Sources : Martha Phemister, station de phare de l’île Parisienne, lac Supérieur (Ontario), Bureau d’examen des édifices fédéraux du patrimoine, rapport de recherche 90-194; Phare, île Parisienne (Ontario), Énoncé de la valeur patrimoniale 90-194.

Éléments caractéristiques

Les éléments qui définissent le caractère du phare devraient être respectés.

Son expression des débuts du modernisme, sa conception fonctionnelle et la qualité des matériaux et de l’exécution, par exemple : la volumétrie simple et sévère de ce bâtiment hexagonal de hauteur moyenne; la lanterne proéminente sur consoles et gorges et le garde-corps en acier qui entoure la passerelle; les murs extérieurs avec six contreforts en béton armé fuselés et engagés; les petites fenêtres, l’entrée abritée par un toit à deux versants et les gorges évasées au niveau de la plate-forme; les couleurs extérieures, dont le blanc de la tour et le rouge de la lanterne et de la passerelle.

La façon dont le phare s’intègre au cadre maritime pittoresque où il se trouve et est un repère familier, c’est-à-dire: sa composition et sa forme, qui s’harmonisent avec le cadre naturel; le fait que le phare est visible et connu des navires et embarcations de plaisance qui sillonnent le lac et pour lesquels il constitue un repère important.

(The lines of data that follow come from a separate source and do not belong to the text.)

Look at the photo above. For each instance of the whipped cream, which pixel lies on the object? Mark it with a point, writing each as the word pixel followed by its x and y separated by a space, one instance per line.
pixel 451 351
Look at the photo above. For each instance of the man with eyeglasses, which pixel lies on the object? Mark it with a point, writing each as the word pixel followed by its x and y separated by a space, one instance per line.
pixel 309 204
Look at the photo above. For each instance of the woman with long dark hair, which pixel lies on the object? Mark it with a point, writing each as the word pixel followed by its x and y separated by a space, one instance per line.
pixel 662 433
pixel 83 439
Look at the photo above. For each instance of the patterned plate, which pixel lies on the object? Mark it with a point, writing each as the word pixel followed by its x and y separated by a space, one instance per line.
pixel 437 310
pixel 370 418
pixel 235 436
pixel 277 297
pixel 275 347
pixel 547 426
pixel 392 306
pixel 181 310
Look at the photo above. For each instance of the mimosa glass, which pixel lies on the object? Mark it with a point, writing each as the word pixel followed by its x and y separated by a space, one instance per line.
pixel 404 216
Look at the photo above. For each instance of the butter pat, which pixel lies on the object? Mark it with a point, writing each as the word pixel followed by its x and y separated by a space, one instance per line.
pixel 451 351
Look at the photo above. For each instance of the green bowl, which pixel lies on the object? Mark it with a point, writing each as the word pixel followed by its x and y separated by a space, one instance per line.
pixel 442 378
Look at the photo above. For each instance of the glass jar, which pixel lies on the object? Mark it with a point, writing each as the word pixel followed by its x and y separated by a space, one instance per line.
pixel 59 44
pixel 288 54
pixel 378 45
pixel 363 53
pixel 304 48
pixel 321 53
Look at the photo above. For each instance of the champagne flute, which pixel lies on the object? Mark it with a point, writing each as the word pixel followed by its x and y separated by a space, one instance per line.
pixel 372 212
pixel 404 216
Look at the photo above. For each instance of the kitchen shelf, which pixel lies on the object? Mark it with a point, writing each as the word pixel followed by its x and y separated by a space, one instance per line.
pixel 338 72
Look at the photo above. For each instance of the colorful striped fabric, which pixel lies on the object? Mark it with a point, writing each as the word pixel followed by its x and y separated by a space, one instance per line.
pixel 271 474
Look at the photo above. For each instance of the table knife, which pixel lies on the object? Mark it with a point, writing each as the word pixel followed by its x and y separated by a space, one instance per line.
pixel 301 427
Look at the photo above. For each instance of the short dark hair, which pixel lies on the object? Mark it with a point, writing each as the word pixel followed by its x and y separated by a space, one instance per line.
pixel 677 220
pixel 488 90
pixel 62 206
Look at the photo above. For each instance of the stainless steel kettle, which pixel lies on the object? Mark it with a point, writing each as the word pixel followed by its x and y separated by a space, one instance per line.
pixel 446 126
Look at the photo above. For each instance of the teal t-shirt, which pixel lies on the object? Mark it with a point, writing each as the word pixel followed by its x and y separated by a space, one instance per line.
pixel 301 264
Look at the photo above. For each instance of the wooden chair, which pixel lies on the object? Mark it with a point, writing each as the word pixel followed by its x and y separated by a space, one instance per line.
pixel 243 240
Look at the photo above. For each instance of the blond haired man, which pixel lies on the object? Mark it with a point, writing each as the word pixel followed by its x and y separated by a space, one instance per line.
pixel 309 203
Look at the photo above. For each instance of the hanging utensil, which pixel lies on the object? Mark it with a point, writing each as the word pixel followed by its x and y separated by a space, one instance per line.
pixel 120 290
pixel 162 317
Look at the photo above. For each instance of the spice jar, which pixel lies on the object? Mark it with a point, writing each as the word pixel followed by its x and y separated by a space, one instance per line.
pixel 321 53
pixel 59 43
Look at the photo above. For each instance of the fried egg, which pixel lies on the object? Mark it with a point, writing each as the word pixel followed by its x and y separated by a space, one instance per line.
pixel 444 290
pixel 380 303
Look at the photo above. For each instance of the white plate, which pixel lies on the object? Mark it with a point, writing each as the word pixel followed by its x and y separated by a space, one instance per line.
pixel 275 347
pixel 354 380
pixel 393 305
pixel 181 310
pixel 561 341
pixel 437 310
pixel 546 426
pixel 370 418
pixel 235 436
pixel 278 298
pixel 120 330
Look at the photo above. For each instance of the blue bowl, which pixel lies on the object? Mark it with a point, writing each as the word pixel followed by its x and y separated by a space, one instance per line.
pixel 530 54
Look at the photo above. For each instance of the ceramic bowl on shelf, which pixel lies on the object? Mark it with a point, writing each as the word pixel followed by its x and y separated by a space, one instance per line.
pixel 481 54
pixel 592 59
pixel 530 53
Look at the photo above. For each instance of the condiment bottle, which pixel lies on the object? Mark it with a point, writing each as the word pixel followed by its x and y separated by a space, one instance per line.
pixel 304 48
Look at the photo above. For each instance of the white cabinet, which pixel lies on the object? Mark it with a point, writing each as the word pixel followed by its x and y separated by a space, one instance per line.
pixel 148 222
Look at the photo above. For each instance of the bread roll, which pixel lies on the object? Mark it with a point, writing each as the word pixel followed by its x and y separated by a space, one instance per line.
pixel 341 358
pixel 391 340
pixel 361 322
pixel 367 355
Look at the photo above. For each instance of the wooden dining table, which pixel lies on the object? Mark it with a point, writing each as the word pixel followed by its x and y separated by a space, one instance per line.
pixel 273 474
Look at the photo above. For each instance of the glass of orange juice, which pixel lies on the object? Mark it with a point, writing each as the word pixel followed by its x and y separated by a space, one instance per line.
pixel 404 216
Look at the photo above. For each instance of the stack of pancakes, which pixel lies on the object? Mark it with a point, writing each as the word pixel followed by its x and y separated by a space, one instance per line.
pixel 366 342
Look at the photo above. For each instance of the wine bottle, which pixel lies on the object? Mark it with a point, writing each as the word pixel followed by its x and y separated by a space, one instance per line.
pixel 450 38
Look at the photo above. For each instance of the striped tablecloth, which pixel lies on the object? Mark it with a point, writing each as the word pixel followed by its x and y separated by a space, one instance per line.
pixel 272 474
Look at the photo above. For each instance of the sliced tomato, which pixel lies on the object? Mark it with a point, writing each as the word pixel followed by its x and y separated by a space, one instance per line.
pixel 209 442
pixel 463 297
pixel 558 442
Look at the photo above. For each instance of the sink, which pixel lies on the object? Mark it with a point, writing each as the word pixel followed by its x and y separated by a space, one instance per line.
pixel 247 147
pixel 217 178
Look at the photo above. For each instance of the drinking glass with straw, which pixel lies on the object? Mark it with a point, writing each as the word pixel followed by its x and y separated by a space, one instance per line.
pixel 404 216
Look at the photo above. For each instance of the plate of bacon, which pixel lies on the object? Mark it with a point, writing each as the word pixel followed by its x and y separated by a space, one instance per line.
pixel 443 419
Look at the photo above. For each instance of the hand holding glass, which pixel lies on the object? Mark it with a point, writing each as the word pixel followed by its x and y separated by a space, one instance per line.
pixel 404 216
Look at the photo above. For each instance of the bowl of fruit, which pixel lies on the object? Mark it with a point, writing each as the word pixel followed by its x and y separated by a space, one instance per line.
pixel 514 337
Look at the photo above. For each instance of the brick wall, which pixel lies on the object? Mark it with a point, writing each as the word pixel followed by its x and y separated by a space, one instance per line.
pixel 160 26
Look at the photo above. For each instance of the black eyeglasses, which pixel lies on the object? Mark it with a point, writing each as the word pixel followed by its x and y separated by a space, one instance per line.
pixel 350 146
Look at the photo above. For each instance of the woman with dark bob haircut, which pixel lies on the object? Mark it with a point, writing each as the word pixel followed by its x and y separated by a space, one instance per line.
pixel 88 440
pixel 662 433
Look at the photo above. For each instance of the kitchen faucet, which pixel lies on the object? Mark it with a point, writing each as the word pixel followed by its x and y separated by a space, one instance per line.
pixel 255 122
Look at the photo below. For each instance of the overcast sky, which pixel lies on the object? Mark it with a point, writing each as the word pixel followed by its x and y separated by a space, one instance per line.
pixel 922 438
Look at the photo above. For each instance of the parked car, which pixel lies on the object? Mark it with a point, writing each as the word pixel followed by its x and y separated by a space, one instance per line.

Énoncé de valeur patrimoniale

Avis de non-responsabilité - L'énoncé de valeur patrimoniale a été mis en place par le BEÉFP, afin de clarifier l'objet de la désignation d'un bâtiment fédéral du patrimoine et ce qui confère à l'édifice son importance patrimoniale. Il est donc un document de référence clé pour toute personne impliquée dans un projet d'intervention sur des édifices fédéraux du patrimoine et il est utilisé par le BEÉFP lors de ses examens d'intervention.